California is the poster child for this problem, Zillow says, with the inventory of "bottom tier" homes dropping 42.7 percent in the 12 months ended Sept. 30. The bottom tier is the cheapest one-third of homes. In the middle and upper tiers, California's inventories have dropped 37.4 percent and 31.9 percent, respectively. Nationally, the bottom tier inventory has dropped 15.3 percent, the middle 18.6 percent and the upper 22 percent.
If you're thinking about buying your first home, don't panic, because there are still homes out there, prices aren't rising very fast, and not all markets are experiencing a severe decline in lower-cost homes.
The worst-hit are metro areas in Phoenix, with the bottom-tier inventory down 57.1 percent, Sacramento off 55.4 percent and San Francisco down 53.2 percent.

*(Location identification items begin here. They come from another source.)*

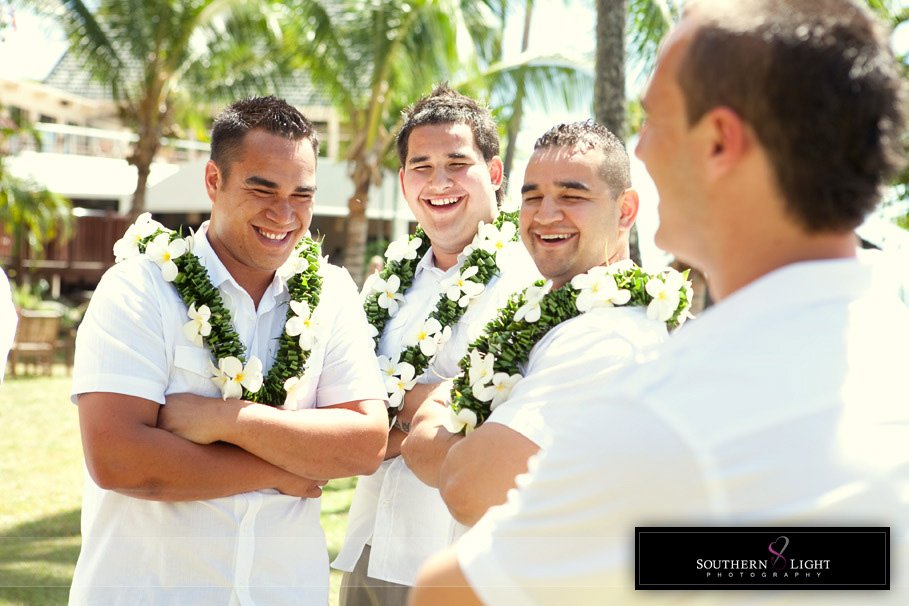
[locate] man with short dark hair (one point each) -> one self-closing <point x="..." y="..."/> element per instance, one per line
<point x="577" y="211"/>
<point x="437" y="288"/>
<point x="771" y="127"/>
<point x="198" y="491"/>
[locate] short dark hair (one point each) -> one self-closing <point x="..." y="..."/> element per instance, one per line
<point x="270" y="114"/>
<point x="588" y="135"/>
<point x="445" y="105"/>
<point x="818" y="83"/>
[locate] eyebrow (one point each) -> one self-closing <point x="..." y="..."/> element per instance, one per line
<point x="263" y="182"/>
<point x="452" y="155"/>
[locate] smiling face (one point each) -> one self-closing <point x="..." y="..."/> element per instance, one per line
<point x="449" y="186"/>
<point x="570" y="220"/>
<point x="262" y="206"/>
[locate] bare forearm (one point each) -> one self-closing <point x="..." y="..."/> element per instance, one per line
<point x="480" y="470"/>
<point x="428" y="443"/>
<point x="125" y="452"/>
<point x="316" y="443"/>
<point x="193" y="472"/>
<point x="395" y="438"/>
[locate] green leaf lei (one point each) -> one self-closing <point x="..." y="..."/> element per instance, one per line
<point x="491" y="366"/>
<point x="194" y="286"/>
<point x="402" y="261"/>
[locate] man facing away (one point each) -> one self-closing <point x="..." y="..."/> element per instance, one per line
<point x="578" y="208"/>
<point x="451" y="176"/>
<point x="192" y="497"/>
<point x="771" y="126"/>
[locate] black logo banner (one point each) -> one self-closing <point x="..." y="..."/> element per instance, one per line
<point x="762" y="558"/>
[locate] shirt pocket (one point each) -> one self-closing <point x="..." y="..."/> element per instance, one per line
<point x="191" y="372"/>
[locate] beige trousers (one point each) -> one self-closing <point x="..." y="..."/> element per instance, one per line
<point x="359" y="589"/>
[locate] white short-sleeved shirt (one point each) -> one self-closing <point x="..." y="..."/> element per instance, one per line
<point x="785" y="404"/>
<point x="600" y="341"/>
<point x="260" y="547"/>
<point x="8" y="321"/>
<point x="404" y="520"/>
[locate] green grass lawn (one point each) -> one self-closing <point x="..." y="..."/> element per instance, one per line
<point x="41" y="490"/>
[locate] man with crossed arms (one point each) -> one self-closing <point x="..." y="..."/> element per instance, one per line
<point x="451" y="176"/>
<point x="576" y="213"/>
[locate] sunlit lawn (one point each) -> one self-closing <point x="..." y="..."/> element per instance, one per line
<point x="41" y="487"/>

At the other end of the spectrum, bottom-tier inventory is down just 5.6 percent in Cincinnati, 6.5 percent in San Antonio and 7.1 percent in Philadelphia.
But Zillow's report is a wake-up call. Ever since the financial crisis hit in 2008, prospective homebuyers have been told, "Don't rush. It's a buyer's market. There will be plenty of homes in six months or a year, and if you buy now, you could lose money if prices drop further."
This doesn't seem to be the case anymore. There's a growing consensus among housing-market experts that conditions are improving. It seems unlikely that prices will plunge again, sales and prices are rising and conditions are likely to continue getting better as the economy improves and mortgage rates stay low. (See one cautionary note here.)
Capitalizing on a Trend
The problem, according to Zillow, is that investors are spotting the trend and buying up the most economical homes to use as rentals. Traditionally, a newly bought rental property runs in the red for a number of years before rent increases can cover all the owner's costs. But today, because prices and mortgage rates are low and rents relatively high due to the oversupply of renters, investment properties can pay off much sooner.
So, for the first-time buyer -- and others, too -- the standard advice is changing: The chance to pick up a bargain now seem better than the risk of losing money in another dip. There may be fewer good buys in six months or a year.
If you want to move, it's not a bad time to do so, especially if you don't have to sell a home before you can buy one.